Et pour cela aussi (dans le Sibelius de Morishita, dans le Tchaikovsky de Jakovlevic) se ménager des appuis, des respirations, relâcher comme on se suspend un instant dans la montée vers le col et pour mieux repartir -cela passe par un ralentissement, une note qu’on tient un peu plus, un silence prolongé. Mais tout cela sans tromper non plus la partition, sans la trahir.

Anne Gastinel et ses violoncellistes, Shicong Li, Blanche Ballesta, Arthur Daems, Louisa Deloye, Cyprien Lengagne © Claude Yvon

Et aussi la bienveillance (comme je déteste ce mot! Mais cette fois le sentiment est réel) de Radulovic: “Leur donner, en plus d’une idée de l’interprétation, une piste peut-être, encore plus la confiance en eux. Les pousser, dans chaque oeuvre à ne pas s’arrêter au milieu, à aller toujours quelque part. Même si, moi, parfois, je ferais autrement. Chaque artiste a quelque chose à dire, eh! bien, qu’ils soient là pour me le dire; même si dans une autre langue que la mienne - Vous avez appris, vous apprenez des choses d’eux? - Plein de fois. Pas seulement des doigtés que j’ai envie d’essayer, cela c’est la technique. Mais on apprend aussi à travers eux sur soi” Ce qui était un peu la leçon de son maître, Patrice Fontanarosa, au jeune Radulovic: “De la beauté, de la joie. L’amour de la musique, c’est l’amour de la vie”.

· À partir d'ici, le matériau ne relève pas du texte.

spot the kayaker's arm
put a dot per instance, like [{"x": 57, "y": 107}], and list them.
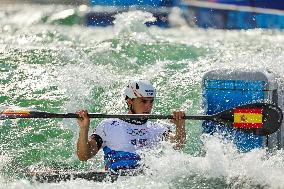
[
  {"x": 179, "y": 137},
  {"x": 86, "y": 148}
]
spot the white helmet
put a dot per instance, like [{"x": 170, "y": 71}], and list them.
[{"x": 141, "y": 88}]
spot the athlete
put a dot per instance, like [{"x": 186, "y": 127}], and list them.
[{"x": 121, "y": 139}]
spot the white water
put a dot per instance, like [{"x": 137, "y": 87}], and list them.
[{"x": 219, "y": 164}]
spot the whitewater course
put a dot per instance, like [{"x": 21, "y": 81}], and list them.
[{"x": 55, "y": 67}]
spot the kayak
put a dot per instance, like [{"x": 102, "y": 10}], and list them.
[{"x": 95, "y": 176}]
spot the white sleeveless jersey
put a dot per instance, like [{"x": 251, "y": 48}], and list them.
[{"x": 119, "y": 135}]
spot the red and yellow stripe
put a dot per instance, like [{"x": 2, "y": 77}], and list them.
[
  {"x": 16, "y": 112},
  {"x": 249, "y": 118}
]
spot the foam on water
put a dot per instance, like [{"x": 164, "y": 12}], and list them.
[{"x": 62, "y": 68}]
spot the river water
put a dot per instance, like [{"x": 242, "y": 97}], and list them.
[{"x": 57, "y": 65}]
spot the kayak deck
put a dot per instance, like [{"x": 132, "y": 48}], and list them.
[{"x": 63, "y": 176}]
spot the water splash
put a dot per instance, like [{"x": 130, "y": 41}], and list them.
[{"x": 131, "y": 25}]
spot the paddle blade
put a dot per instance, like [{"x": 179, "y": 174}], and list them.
[
  {"x": 259, "y": 118},
  {"x": 14, "y": 112}
]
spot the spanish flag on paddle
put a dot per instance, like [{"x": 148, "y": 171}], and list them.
[{"x": 248, "y": 118}]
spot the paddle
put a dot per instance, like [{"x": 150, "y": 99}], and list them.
[{"x": 258, "y": 118}]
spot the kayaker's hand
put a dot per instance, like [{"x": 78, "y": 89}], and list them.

Le sourire et la gentillesse.


Concert de l’académie Jaroussky avec Cédric Tiberghien (piano), Nemanja Radulovic (violon), Anne Gastinel (violoncelle), Philippe Jaroussky (chant) et les élèves: pour le piano Karolina Tomaszewska, Oleksander Dzvinkovsky, Sacha Morin, Anna Giorgi, Daniel Streicher. Pour le violon Bartu Elci-Ozsoy, Miquel Muniz, Jana Jakovlevic, Matej Mijalic, Masaki Morishita. Pour le chant Deborah Salazar, Abel Zamora, Thaïs Raï-Westphal, Fanny Utiger, Max Latarjet, Margaux Poguet. Pour le violoncelle Blanche Ballesta, Arthur Daems, Louisa Deloye, Cyprien Lengagne, Shicong Li. Avec le choeur de la Maîtrise des Hauts-de-Seine et le choeur Unikanti. Oeuvres des soeurs Boulanger, de Bonis, Viardot, Canal, Strohl, Saariaho, Stojakovic, Chaminade, Faye-Jozin, Jaëll, Beach, Barnes, Malibran, Clarke, Maier. La Seine Musicale, Boulogne-Billancourt, le 20 décembre.